Oleh : Ani Siti Rohani
Ini bukan pertama kalinya. Aku pasti tidak salah lihat. Lelaki itu, aku kenal betul bagaimana wajahnya, bentuk tubuhnya. Lalu bagaimana mungkin wanita anggun di hadapanku ini selalu mengelak bahwa yang kulihat bukan Mas Ardi, kakak kandungku sendiri.
"Kamu pasti salah lihat Rasti, Mas Ardi enggak mungkin begitu," ucapnya tak memandang sedikit pun raut kekhawatiranku.
"Mbak, sebenarnya apa yang terjadi? Ada apa dengan kalian? Aku yakin betul yang kulihat sore tadi atau kemarin-kemarin adalah Mas Ardi," balasku mencoba meyakinkan.
"Sudahlah Rasti. Kamu ini kan adiknya Mas Ardi, seharusnya kamu tahu kalau Mas Ardi tidak mungkin melakukan hal seperti itu," ucapnya dengan lembut, menggenggam jemariku.
Rasanya percuma bila kukatakan seribu kali pun Mbak Riana tidak akan percaya padaku. Aku sendiri tak pernah ingin mempercayai itu. Tapi dengan jelas aku melihat semua. Tidak hanya sekali tapi berkali-kali. Bagaimana mungkin aku salah?
Seperti hari-hari kemarin, aku mengalah. Aku memutuskan pergi dan mencoba mempercayai bahwa aku yang salah mengenali. Tidak, barangkali aku bisa menemukan bukti yang lebih meyakinkan. Bagaimana bisa aku berbuat seperti ini? Mas Ardi itu kakak kandungmu, Rasti!
Mentari menenggelamkan diri. Gelap alam meninggalkan sunyi. Aku, masih dengan ketidakpercayaanku, masih dengan kecurigaanku menyusuri jalan mengusir kebingungan.
Pernikahan mereka sudah berlangsung selama kurang lebih 5 tahun. Aku iri dengan kebahagiaan mereka. Mereka pasangan yang sangat serasi. Mas Ardi lelaki yang baik, penyayang, perhatian.

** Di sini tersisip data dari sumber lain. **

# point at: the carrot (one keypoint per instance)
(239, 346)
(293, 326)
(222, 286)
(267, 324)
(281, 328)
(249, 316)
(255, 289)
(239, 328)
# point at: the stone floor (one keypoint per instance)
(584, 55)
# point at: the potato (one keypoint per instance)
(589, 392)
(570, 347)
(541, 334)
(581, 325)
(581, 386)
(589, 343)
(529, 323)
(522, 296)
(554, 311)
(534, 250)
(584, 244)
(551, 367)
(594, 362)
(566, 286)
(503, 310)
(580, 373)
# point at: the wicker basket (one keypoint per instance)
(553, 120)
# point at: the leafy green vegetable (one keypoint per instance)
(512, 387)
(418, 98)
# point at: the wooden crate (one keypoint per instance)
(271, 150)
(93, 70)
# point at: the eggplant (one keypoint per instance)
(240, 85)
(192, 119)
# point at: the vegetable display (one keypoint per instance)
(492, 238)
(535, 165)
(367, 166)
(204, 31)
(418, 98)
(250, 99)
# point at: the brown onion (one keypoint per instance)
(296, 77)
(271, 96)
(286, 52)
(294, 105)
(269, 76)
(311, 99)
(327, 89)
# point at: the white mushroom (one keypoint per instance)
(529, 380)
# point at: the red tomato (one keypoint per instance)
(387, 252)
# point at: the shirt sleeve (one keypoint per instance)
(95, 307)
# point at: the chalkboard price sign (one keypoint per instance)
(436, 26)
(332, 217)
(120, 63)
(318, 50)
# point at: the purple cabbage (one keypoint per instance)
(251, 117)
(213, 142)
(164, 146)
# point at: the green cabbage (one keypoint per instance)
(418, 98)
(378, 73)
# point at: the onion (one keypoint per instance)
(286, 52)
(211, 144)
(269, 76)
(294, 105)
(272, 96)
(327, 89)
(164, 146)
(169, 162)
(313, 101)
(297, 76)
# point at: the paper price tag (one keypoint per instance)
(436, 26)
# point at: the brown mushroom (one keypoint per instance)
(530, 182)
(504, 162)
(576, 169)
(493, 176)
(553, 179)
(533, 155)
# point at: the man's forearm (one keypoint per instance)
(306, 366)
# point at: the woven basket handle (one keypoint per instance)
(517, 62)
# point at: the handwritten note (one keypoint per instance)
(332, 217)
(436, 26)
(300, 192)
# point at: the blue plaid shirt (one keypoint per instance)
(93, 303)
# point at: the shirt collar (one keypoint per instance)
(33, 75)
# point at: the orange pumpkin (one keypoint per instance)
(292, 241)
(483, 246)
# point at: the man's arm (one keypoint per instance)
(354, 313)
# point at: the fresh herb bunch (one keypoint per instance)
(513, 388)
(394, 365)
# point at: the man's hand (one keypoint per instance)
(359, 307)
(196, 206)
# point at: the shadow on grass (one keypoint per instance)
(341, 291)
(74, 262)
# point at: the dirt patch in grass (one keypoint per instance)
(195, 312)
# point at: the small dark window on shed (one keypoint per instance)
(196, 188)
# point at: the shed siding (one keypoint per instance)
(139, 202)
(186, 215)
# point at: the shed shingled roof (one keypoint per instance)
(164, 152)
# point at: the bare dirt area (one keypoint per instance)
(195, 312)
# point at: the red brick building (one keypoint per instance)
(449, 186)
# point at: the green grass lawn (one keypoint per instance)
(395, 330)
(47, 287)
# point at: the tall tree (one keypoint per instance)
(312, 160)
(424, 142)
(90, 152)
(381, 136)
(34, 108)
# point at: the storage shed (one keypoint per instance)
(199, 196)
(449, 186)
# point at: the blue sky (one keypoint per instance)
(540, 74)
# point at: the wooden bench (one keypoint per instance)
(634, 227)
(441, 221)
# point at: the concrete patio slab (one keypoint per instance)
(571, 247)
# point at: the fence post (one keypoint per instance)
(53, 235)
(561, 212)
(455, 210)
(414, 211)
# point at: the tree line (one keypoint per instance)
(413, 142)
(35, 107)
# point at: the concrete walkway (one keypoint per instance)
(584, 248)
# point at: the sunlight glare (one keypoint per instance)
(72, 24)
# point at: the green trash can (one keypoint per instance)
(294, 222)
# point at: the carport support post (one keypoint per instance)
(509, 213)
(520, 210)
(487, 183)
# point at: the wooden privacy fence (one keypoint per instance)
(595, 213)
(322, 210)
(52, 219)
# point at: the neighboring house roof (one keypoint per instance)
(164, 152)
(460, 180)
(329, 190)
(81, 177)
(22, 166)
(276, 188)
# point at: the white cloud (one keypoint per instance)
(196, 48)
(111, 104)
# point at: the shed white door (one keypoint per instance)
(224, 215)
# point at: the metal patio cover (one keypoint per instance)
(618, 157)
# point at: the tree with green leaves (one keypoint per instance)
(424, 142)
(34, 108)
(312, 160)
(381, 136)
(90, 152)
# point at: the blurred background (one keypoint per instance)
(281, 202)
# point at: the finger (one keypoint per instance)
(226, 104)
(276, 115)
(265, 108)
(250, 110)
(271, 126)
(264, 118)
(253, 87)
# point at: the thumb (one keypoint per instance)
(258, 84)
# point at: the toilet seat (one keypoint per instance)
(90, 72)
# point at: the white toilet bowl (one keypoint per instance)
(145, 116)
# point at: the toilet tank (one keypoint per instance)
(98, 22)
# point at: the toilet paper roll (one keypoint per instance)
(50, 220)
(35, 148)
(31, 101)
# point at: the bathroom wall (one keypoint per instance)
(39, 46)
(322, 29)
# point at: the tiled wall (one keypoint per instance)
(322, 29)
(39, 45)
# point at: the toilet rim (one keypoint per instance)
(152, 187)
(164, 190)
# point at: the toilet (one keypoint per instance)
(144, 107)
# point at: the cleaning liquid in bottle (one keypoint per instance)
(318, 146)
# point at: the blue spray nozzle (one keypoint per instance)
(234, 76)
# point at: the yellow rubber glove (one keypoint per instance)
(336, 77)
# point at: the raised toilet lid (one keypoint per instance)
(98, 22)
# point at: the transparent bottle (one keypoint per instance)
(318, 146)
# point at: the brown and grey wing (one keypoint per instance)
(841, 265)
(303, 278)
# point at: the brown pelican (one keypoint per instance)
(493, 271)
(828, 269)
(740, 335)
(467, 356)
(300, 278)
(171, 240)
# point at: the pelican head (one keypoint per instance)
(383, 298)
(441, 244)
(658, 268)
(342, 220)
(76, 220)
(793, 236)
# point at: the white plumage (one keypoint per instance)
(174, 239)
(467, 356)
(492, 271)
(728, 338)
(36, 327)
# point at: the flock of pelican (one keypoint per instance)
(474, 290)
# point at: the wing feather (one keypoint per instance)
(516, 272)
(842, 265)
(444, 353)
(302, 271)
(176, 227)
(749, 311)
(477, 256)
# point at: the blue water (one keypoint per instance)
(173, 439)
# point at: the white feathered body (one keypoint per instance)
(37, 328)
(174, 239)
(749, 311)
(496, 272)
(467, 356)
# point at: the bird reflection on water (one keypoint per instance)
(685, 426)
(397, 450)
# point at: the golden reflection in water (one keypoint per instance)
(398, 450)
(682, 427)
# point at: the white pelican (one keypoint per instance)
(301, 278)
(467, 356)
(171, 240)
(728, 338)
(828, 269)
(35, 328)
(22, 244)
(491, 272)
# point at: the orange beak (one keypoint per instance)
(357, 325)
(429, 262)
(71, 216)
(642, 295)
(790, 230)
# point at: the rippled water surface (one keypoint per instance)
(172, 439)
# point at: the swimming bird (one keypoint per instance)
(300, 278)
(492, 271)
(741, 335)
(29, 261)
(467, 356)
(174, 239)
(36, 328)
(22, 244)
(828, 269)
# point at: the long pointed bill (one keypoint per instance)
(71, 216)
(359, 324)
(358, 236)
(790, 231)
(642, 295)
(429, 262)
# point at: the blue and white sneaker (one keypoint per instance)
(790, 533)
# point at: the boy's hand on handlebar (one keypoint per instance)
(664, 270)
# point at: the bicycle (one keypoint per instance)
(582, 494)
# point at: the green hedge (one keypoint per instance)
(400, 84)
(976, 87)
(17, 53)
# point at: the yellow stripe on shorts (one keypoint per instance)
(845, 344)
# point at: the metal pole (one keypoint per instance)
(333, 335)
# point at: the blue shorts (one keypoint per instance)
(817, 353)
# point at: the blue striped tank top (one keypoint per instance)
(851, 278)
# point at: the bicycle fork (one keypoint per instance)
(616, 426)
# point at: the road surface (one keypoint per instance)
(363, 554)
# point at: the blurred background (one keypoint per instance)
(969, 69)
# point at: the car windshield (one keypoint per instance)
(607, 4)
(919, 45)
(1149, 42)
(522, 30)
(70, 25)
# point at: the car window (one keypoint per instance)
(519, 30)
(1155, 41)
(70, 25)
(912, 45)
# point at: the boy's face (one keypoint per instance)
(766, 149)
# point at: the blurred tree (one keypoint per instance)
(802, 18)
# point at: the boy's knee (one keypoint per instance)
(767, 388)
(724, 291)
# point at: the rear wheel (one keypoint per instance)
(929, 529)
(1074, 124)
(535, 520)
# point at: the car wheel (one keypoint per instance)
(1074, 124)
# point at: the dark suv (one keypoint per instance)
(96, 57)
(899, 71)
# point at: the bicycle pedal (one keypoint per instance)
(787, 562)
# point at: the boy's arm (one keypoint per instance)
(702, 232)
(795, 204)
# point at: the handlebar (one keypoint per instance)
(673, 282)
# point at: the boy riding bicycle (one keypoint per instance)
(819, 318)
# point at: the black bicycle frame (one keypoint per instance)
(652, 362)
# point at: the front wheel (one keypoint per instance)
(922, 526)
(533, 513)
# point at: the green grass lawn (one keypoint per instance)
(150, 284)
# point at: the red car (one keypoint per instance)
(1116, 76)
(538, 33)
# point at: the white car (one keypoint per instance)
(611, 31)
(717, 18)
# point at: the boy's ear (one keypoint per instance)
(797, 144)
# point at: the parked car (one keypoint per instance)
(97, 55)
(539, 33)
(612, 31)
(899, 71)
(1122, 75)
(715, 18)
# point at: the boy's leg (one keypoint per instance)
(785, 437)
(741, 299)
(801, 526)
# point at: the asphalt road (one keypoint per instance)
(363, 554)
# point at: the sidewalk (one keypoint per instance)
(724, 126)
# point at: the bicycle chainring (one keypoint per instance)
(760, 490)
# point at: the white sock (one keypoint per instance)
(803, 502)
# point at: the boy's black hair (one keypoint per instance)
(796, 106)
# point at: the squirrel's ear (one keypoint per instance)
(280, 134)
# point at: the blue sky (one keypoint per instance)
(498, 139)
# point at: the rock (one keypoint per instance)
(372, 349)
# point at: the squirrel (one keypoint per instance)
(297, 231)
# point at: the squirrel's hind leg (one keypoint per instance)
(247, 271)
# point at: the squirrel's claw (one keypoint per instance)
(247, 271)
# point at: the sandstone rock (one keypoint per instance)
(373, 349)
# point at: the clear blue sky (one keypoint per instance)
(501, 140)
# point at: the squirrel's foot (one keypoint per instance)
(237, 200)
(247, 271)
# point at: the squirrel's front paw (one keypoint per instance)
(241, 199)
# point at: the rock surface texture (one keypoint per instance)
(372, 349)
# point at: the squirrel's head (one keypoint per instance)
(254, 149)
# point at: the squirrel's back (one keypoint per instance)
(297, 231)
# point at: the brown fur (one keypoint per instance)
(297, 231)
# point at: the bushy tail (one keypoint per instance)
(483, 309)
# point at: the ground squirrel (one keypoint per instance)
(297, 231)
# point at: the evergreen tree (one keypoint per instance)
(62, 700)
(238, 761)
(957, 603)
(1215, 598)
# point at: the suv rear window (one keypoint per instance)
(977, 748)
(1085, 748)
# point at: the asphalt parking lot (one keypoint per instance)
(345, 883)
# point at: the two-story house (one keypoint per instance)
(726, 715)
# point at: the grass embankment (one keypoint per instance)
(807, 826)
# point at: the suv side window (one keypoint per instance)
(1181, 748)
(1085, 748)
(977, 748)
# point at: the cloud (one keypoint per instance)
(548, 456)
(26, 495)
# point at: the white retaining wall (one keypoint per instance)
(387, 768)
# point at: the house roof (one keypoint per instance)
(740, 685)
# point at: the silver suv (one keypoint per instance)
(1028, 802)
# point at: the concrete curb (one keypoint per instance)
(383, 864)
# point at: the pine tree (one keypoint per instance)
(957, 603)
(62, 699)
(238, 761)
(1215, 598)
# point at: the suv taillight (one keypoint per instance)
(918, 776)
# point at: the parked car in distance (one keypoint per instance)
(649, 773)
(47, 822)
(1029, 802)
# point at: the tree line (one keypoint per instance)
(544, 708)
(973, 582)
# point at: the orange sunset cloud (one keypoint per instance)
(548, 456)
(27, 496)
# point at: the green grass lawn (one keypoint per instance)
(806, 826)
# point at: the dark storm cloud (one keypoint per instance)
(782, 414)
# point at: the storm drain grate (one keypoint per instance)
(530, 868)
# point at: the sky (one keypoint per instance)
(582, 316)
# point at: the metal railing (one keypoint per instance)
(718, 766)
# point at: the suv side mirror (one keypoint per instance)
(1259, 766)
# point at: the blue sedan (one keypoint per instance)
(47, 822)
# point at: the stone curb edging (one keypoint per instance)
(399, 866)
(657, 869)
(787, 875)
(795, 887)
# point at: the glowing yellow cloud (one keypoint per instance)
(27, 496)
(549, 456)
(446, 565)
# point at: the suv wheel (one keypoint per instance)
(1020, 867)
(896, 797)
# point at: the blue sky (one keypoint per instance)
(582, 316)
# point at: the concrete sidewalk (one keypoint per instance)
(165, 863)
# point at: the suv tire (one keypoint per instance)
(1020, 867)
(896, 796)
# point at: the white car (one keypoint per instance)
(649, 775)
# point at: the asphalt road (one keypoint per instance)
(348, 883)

Mbak Riana wanita yang lembut, setia, baik, penurut. Ya, aku selalu iri padanya. Karena ia seorang wanita yang penyabar, penuh kasih sayang. Sedangkan aku, ah siapa lah aku. Hanya seorang wanita keras kepala yang sampai saat ini masih belum menemukan sosok suami yang mendampingi. Aku terlalu banyak memilih. Begitu ibuku sering menasihati.
Aku selalu ingin mendapatkan yang seperti ayah, seperti Mas Ardi yang setia hanya pada satu istri. Masa laluku barangkali telah menyisakan trauma yang berlebih. Dua kali aku gagal menikah karena calonku berpaling dengan wanita lain. Benar, barangkali memang mereka bukan jodohku makanya Tuhan selalu menggagalkan. Tapi karena itu pula aku selalu khawatir, selalu khawatir ditinggal pergi atau bahkan diduakan sekalipun aku telah menikah. Pikirku berlebihan. Padahal aku tahu betul tidak semua lelaki demikian.